不是裝出來的。
那就是——蕭甯。
那個早該死在數月前的人。
那個曾經讓大堯的無數心懷叵測之輩,都忌憚不已的人。
他沒死。
他,回來了。
“你藏得好深啊……”
付長功苦笑,手指在地上微微一劃,勾出一道血痕。
“難怪……衛清挽那麽鎮定。”
“難怪……瓊州一戰,他們沒有折損主力。”
“原來……是你一直……在暗中護着。”
“難怪冰蝶會突破準天人。”
“她的劍,像極了你調教出來的……”
他閉上眼,深吸一口氣。
“可惜……我來晚了。”
“若是早知道是你……”
“我絕不會接這趟任務。”
“你是瘋子。”
“而我……”
“還以爲自己能赢。”
他笑着,笑到咳血,笑到眼角泛紅。
笑着笑着,淚流了下來。
“我敗了。”
“我認。”
“但我隻想知道一件事。”
“你明明沒有死,爲什麽會傳出你的死訊呢?”
付長功的聲音越來越低,像是喃喃,又像是在回憶。
他的思緒漸漸模糊,恍若置身那場漫天白绫、号哭不止的送葬長街之上。
可忽然。
他眼神猛地一震!
像是被雷劈中一般,所有混沌的線索,在此刻串聯起來!
“……不對。”
“你是故意的!”
“你……這一切都是假的!”
“那場重傷,是假象。”
“那些圍繞你身邊的親信,全都配合你演了那場戲!”
“你……是主動死的!”
他眼中血絲浮現,牙關輕咬。
“可你爲什麽要這樣做?”
“以你的手段、你的勢力,哪怕受傷,也未必無法回歸朝局。”
“你爲什麽要抛棄一切?”
他聲音急促,仿佛逼問,又像是在逼自己想明白。
然後,他終于看懂了。
“除非……你并不是放棄,而是……”
“引蛇出洞。”
四個字,幾乎是從他喉嚨深處擠出來的。
他瞳孔放大,眼神中浮現出深刻的悚然與敬畏。
“你詐死,是爲了讓我們這些人……暴露。”
“讓敵人浮出水面,讓晉王動起來,讓太子舊部清洗,讓所有布局……開始加速。”
“你把自己從棋盤上抹除,卻反而成了藏在棋局下的那隻手。”
“我們在明,你在暗。”
“你不需要現身,隻要我們動手,你就能……順勢反殺。”
“你瘋了。”
“你真的瘋了。”
他聲音帶着顫意。
“你把自己的生死賭進去,爲了布這一個局……”
“到底是爲了什麽?”
“值得嗎?”
他喃喃着,喉嚨裏血再次湧上。
這一刻,所有的困惑、敬佩、不甘與茫然交織成最後一句低語:
“原來……你不是死了。”
“是……我們都活得太明白。
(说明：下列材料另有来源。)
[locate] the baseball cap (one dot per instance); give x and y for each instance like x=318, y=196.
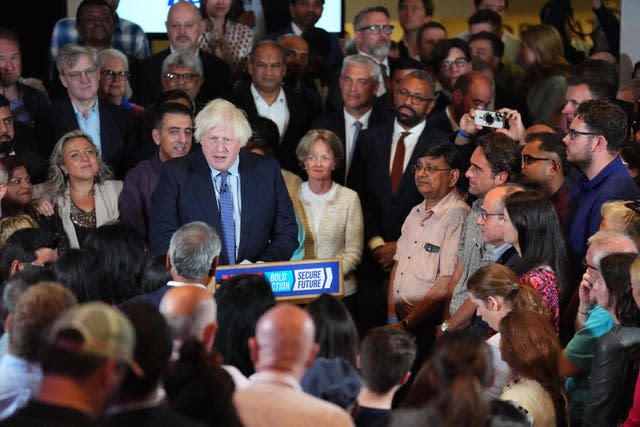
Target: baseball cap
x=104, y=332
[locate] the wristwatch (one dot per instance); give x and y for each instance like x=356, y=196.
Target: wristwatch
x=444, y=326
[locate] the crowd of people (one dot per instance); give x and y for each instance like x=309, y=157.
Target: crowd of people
x=481, y=190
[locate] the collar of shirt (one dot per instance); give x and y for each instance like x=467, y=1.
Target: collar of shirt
x=275, y=377
x=296, y=30
x=498, y=252
x=258, y=98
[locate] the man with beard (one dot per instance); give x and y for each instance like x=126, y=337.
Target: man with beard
x=388, y=197
x=544, y=160
x=373, y=38
x=594, y=137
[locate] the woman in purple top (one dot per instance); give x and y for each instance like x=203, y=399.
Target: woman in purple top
x=531, y=225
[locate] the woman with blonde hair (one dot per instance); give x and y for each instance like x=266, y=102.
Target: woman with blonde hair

”
“所以……才輸得這麽徹底。”
話未說完。
風吹落樹枝,拂過他臉頰。
他忽然感覺不到痛了。
身體,輕得像是飄在雲端。
意識,也開始一寸寸被黑暗吞沒。
眼前那道人影,越來越遠。
他想伸手。
可他的手,已經擡不起來了。
“我們輸了……”
“輸了啊……”
“蕭……”
“甯……”
最後兩個字,他沒能說出口。
他的嘴唇動了一下。
然後,徹底沒了聲息。
夜風止。
塵土落。
山林之間,安靜得仿佛從未發生過一場大戰。
付長功的屍身,側卧在破碎石闆之間。
手中,仍緊握着那柄斷劍的殘柄。
面容平靜。
仿佛睡去。
可那一滴淚痕,清晰挂在他蒼白的臉側。
無人知曉他最後是否得到了答案。
也無人知曉,這場天人之間的對決,爲何終結于一聲歎息。
他最終什麽都沒說。
隻有眼角,那最後一滴淚光,在星輝中,泛出不甘。
夜,已近極深。
山風吹過殘破的戰場,卷起一片血塵。
星光寥落,殘雲裂空,将寂靜與肅殺一同覆蓋在這片官道之間。
黑衣人緩緩收劍入鞘,劍音清冷,像是這天地間最後一聲響動。